Caruso and Erazo count artists they grew up listening to as some of their favorite bands to this day — such as ’80s Argentine rockers Soda Stereo, Gustavo Cerati and Enanitos Verdes. Whether they overtly realize it during the songwriting process, those acts had a clear influence over the Kyoto Lo-Fi sound.

To box Kyoto Lo-Fi in as a band relying on regional influences would be negligent, though. Erazo recalls catching shows from North Texas rock pillars like Sealion, Pearl Earl and the now-defunct War Party in his pre-Kyoto days, and dreaming of what he hoped to one day channel as a musician himself.

Even so, Caruso and Erazo are quick to downplay the idea that they’re carrying any sort of Dallas indie-rock torch.

“When we started I was like ‘I want to be a staple in Dallas,’” Erazo says. “But it’s hard to say when it was your dream [back then] and now you’re in it.”

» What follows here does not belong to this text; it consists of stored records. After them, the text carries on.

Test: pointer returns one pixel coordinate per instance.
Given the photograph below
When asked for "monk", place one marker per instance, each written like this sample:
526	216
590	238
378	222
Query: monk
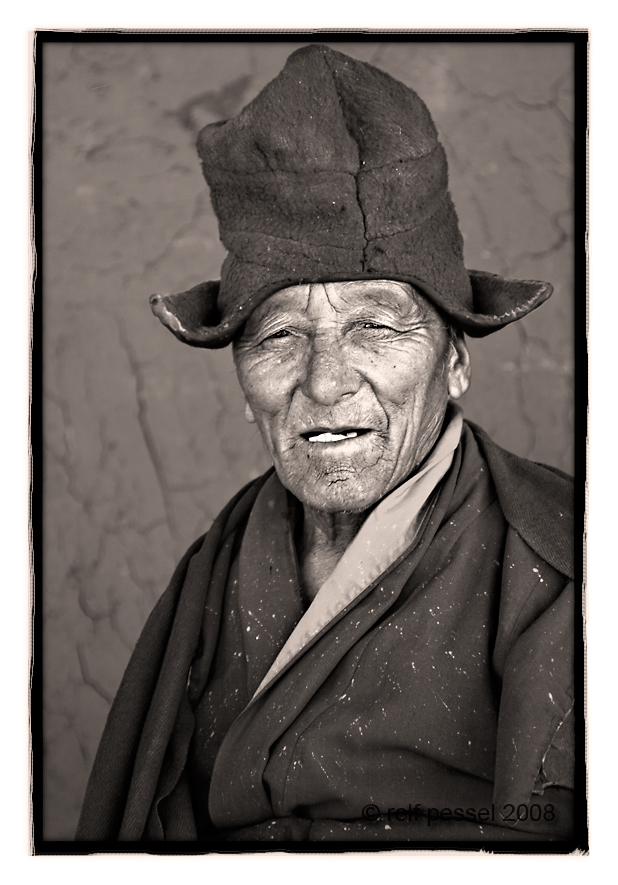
374	641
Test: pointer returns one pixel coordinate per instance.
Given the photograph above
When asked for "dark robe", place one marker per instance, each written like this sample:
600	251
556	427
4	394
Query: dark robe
437	706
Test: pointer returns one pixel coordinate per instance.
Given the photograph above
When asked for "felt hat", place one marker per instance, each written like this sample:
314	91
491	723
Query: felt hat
334	172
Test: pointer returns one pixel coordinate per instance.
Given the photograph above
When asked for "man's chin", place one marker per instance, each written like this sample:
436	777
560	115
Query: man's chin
337	493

Kyoto Lo-Fi’s trajectory to the spotlight as a newly appointed band to watch in Dallas might have slightly puttered out a little bit due, of course, to the ongoing coronavirus pandemic. At the top of the year, the band signed with Dallas label Field Day Records, joining a roster that also features the Georgia pop-punk band Cartel, the Nashville-based singer Will Pugh and Dallas’ own Bryce. Then the world shut down right as the band was initially planning to drop It’s An O.K. Life and celebrate it with an opening slot on a show headlined by Los Angeles’ Wallows.

Still, with the newfound support of a label behind them, even Caruso — the self-proclaimed Debbie Downer of the group — concedes that the band doesn’t have the time to consume itself with any pessimism about the road taken to It’s An O.K. Life‘s release. Erazo, much more of an optimist, is just happy the moment his band’s so long waited for has finally arrived.

“Now that we’re finally at the dance,” Erazo says. “I want to enjoy the dance.”

With any luck, others will too.

Adds Erazo: “These past couple years have been us building ourselves, learning how to record, learning what our sound is. Now we’re gonna really show what Kyoto has.”

Kyoto Lo-Fi’s It’s An O.K. Life is out on all streaming platforms on Friday, September 3.